The state-level organisation of fireworks traders on Monday decided to deploy its own volunteers to trace illegal units across Bengal as explosions in such hubs cast a cloud over their legal trade.
“Our legal production has been stopped after the explosion in East Mindapore’s Egra in May this year. At a time when we are trying to restart our business before Durga Puja, Sunday’s explosion again cast a cloud over it. We will deploy our volunteers to trace such illegal modules producing banned crackers or bombs to save the legal stakeholders of the industry,” said Babla Roy, the chairman of All Bengal Fireworks Association in a news conference at the Press Club here.
Roy said he had already communicated the plan with the state government and chief minister Mamata Banerjee, who on August 23 announced five clusters for green crackers in two 24-Parganas and two Midnapores.
According to Roy, the volume of fireworks business in Bengal in a fiscal year is Rs 60,000 crore and the sector involves 31 lakh people across the state.
After 12 persons were killed in the blast in an illegal fireworks factory in East Midnapore’s Egra on May 16, the state government banned the production of any type of firecrackers till further orders. The traders are afraid that the explosion in Duttapukur in North 24-Parganas would delay their process of resuming production.
“The illegal factories are maligning our legal trade. Lakhs of families are dependent on this sector and we will lose the market of Durga Puja and Diwali if we fail to start production soon,” added Roy after accusing the police of failure to bust illegal fireworks units.
He claimed the local Trinamul MLA and state food and supply minister Rathin Ghosh should have had information about the running of illegal units there.
The members of the association said they would choose one lakh of their members involved in the legal manufacturing of fireworks to trace illegal units in their respective areas.
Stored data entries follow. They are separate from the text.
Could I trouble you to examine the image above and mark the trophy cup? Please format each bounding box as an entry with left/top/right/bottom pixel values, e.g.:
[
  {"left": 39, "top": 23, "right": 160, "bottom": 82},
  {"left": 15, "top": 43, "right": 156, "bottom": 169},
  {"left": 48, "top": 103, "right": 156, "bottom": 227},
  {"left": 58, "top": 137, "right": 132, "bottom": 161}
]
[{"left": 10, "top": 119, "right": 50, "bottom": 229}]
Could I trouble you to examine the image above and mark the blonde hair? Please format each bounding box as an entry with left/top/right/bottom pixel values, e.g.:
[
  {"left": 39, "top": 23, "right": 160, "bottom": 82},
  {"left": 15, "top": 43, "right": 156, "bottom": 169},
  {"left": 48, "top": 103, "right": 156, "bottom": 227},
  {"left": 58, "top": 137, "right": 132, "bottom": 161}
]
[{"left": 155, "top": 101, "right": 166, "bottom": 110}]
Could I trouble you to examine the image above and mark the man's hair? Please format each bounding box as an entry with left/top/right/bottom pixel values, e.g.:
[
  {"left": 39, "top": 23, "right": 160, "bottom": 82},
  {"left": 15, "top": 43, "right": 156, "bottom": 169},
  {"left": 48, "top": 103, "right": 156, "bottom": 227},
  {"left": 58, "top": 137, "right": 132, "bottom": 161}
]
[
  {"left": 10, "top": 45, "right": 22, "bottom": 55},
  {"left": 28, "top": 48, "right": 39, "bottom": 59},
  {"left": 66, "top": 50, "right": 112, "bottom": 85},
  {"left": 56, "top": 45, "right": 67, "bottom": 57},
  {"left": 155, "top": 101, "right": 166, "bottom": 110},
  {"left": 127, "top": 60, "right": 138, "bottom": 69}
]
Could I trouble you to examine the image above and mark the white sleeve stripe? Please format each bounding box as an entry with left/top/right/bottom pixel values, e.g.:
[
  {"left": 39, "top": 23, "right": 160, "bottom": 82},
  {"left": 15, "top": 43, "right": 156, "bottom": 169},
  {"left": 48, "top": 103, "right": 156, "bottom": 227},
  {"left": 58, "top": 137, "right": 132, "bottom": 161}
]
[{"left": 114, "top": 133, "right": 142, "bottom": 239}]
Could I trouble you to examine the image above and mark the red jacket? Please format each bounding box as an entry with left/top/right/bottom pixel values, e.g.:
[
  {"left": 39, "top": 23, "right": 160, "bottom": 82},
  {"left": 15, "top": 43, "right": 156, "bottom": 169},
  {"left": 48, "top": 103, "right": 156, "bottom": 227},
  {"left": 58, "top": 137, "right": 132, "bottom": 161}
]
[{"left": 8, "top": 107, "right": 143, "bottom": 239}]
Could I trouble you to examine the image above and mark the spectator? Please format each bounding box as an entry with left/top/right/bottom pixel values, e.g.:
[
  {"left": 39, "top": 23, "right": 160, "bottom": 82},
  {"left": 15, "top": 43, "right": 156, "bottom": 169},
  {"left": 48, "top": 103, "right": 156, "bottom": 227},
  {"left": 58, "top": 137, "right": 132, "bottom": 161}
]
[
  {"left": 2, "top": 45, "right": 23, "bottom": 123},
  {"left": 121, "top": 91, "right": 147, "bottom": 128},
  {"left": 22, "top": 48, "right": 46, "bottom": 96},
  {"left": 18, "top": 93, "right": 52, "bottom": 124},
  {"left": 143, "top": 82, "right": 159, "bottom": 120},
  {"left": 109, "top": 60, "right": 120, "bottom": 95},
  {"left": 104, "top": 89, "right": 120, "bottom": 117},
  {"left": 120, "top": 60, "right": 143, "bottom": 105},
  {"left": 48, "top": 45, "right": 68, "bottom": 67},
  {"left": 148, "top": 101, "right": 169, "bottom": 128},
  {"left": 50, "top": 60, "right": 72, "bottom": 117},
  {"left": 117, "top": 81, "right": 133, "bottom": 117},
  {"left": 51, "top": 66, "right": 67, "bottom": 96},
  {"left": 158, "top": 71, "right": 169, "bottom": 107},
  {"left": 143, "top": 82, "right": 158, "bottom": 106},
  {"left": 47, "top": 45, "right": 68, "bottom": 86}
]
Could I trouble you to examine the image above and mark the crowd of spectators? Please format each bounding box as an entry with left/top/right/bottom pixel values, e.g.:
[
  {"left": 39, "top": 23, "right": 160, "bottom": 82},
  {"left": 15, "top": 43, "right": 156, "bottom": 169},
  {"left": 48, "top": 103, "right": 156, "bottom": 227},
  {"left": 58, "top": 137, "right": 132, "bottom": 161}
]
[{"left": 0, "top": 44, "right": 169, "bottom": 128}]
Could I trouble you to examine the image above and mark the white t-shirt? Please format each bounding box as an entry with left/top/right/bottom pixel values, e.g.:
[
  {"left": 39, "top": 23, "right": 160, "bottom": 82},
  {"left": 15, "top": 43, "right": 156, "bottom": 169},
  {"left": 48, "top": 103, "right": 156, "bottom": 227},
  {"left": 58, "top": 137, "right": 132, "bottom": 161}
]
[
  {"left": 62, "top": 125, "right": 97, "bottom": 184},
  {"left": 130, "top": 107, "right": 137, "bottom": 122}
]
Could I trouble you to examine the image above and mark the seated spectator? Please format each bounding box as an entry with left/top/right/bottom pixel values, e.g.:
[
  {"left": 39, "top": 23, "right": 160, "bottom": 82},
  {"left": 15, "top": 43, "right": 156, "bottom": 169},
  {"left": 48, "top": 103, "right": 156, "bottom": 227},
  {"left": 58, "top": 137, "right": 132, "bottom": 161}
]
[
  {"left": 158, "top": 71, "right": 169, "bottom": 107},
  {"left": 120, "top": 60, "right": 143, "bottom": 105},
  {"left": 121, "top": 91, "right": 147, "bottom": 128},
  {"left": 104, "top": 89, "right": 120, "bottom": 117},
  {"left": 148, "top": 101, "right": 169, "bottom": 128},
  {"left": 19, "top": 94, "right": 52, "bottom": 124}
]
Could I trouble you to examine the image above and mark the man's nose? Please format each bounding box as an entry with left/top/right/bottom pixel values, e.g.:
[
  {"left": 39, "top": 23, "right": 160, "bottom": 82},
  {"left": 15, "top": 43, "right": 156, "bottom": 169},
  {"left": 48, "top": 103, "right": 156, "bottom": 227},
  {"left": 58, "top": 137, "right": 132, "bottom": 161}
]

The members would give the local police inputs to bust illegal units.
A member said they would work "silently" to bust the illegal units and save their legal business.
“After the Egra blast, police had arrested over 300 people across the state and seized huge materials used in manufacturing legal fireworks. In Duttapukur, we saw how the police failed to keep vigil on the unit running for a year. It may be that local police were hand-in-glove in the operations of that illegal unit,” said a member.
The state government has suspended two police officers, including the Duttapukur IC, for lapses in duty.
A senior state government official, however, asked why the association did not take the same initiative after the Egra explosion. To this, a member of the association said it isn't normally possible to know who is making banned crackers secretly.